Continuer à investir dans la recherche et la connaissance de notre sous-sol est essentiel.

C’est pourquoi nous avons souhaité, avec ma collègue rapporteur de la commission des affaires économiques, Mme Élisabeth Lamure, prévoir explicitement que les activités de recherche sur les hydrocarbures réalisées sous contrôle public à des fins d’amélioration de la connaissance scientifique continueront à être autorisées. Bien entendu, ces activités de recherche ne pourront pas déboucher sur une exploitation des gisements.

S’agissant des autres dispositions contenues dans le texte en matière d’énergie et d’environnement, je me limiterai à saluer la réforme des modalités de financement du raccordement des installations d’énergies renouvelables en mer prévue à l’article 5 bis.

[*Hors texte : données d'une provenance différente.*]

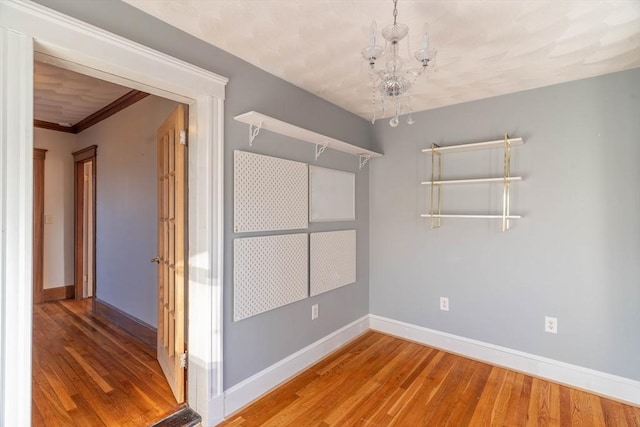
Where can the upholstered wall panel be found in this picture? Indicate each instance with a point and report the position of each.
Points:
(268, 272)
(269, 193)
(333, 260)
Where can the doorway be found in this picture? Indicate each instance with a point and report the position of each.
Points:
(84, 258)
(92, 49)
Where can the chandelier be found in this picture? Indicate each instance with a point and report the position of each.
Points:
(392, 83)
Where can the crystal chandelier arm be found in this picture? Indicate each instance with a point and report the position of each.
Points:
(320, 149)
(254, 130)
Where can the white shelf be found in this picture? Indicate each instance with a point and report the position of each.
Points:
(473, 181)
(287, 129)
(475, 146)
(471, 216)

Pour terminer, le projet de loi pose le problème de la vision globale de notre politique énergétique. En effet, on ne peut pas à la fois mettre fin à l’exploitation des énergies fossiles, développer les énergies renouvelables et réduire considérablement notre parc nucléaire sans remettre en cause notre indépendance énergétique et sans que la facture payée par les consommateurs augmente significativement.

Nous ne sommes pas résignés, monsieur le ministre d’État, mais cette transition énergétique doit s’accompagner avant tout d’une révolution idéologique et philosophique qui doit dépasser largement les frontières françaises et européennes.

Monsieur le président, monsieur le ministre d’État, mes chers collègues, telle est la position de notre commission sur ce projet de loi, dont vous avez compris qu’il ne nous satisfait qu’à moitié.